Doesn't an hour, or even a minute, go by without you being able not to think about that person you have a crush on? If you know things aren't working out between the two of you, then constantly thinking about it will only hurt you further. The good news is that if you can get it out of your mind, you'll have more time to do the things you love, be with the people you love, and love life again. It may take some time, but with a little determination you will be able to forget in a short time even what that person is like.
Steps
Part 1 of 3: Change your mind
Step 1. Release your emotions
If you want to forget the person you have a crush on, then the first thing to do is admit that you have a deep feeling for them. If you try to deny what it represents to you, you will force yourself to keep everything inside and you will not be able to get rid of it. Take time to cry, to talk to a close friend about it, to admit how hurt you are, and to realize your feelings.
- Write down what you feel, it can help you. If you don't want to open up to a friend, then you can find some relief by expressing your emotions in a diary.
- It doesn't matter if you feel sad for a while because it didn't work with that person. Let your friends know that you intend to be alone for a while and don't force yourself to be sociable if you don't feel like it.

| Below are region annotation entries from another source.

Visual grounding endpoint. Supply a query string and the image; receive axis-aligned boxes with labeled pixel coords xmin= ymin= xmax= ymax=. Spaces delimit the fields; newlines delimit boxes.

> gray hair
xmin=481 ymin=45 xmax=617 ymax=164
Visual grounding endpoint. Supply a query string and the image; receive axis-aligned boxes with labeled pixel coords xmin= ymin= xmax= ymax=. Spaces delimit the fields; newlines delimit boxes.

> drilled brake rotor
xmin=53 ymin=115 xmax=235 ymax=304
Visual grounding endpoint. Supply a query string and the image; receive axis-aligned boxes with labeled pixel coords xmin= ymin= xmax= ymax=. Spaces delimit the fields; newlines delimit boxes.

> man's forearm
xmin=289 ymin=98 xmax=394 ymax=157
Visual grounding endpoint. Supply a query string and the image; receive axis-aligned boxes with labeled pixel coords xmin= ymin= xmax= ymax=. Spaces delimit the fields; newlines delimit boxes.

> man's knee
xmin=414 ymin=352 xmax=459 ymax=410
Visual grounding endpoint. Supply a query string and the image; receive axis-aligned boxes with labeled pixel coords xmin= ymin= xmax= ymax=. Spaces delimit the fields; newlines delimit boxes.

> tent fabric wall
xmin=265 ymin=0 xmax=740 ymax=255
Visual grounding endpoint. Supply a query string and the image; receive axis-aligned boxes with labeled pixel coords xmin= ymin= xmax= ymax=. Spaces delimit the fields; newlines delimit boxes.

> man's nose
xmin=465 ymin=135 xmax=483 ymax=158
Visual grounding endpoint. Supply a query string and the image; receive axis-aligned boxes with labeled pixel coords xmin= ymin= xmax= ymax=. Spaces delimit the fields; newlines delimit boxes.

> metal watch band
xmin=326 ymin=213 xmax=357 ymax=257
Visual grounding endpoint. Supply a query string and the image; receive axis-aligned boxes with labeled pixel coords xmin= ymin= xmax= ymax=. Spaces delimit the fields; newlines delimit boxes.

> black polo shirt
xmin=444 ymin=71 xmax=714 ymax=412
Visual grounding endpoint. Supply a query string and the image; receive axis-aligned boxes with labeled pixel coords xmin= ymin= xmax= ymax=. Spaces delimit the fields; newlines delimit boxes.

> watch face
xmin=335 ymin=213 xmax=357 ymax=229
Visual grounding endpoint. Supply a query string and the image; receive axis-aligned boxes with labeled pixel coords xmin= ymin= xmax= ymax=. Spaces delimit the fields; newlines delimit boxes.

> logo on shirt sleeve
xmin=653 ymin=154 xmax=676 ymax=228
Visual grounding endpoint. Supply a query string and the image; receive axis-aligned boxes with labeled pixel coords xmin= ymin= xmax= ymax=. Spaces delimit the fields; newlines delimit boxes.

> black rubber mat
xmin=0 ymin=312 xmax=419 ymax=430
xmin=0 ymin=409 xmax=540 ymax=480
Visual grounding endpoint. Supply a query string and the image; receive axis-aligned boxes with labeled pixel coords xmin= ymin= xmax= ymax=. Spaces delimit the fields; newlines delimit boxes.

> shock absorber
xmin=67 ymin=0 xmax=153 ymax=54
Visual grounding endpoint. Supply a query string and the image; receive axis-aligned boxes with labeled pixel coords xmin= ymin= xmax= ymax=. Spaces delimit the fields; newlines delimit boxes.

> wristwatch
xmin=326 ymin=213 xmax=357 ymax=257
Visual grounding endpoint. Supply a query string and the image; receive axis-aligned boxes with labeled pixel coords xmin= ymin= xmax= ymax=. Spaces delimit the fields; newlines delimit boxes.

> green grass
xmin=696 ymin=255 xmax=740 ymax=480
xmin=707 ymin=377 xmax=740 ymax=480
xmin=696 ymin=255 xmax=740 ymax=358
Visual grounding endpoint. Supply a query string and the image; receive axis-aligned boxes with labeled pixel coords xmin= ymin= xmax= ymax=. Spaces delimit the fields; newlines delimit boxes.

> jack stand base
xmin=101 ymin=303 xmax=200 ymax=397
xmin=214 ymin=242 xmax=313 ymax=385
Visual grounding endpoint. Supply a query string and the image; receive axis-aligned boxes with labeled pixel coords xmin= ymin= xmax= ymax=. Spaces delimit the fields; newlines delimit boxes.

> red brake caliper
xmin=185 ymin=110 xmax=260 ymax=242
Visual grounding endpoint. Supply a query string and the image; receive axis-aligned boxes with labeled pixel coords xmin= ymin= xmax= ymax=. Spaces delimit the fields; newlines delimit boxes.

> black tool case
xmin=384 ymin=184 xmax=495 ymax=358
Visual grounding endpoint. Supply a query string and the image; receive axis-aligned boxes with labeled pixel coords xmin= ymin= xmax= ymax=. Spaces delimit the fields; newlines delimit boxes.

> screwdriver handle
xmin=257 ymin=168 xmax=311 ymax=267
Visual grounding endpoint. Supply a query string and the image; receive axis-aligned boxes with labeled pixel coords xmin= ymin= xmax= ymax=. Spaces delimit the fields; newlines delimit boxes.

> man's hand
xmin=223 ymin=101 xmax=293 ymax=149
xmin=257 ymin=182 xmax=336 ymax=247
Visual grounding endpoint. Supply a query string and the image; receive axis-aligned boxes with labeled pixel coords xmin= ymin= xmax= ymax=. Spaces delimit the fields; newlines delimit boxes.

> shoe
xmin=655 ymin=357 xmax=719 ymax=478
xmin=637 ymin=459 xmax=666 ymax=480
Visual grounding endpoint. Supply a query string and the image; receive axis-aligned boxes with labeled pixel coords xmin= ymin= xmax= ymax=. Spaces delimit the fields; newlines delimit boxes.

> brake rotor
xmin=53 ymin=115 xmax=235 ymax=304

- You can be sad for a few weeks, but then you have to stop basking in self-pity and start cultivating your social relationships again. If you spend too much time alone with your feelings, it only increases the feeling of being unwell.
Step 2. Forget about anger and resentment
You will surely have good reasons to be angry or resentful. That person probably really hurt you. Maybe you really believed that things were going to work, but it didn't. That person may have decided to go out with a friend of yours, and now you are mad at both of them. It's normal to have these feelings in such a situation, but that doesn't mean they're healthy or that they can help you move on.
- Write down all the reasons you feel anger and resentment. Being able to accept your pain is essential to be able to forget. When you understand what the origin of all your negative emotions is, then you will be able to deal with them, one by one.
- If you happen to get in touch with the person you have a crush on, don't let them see how angry or sad you are. The best thing to do is to behave indifferently, as if you don't care what he does. If you continue to pretend indifferent, you will soon begin to feel nothing for that person anymore.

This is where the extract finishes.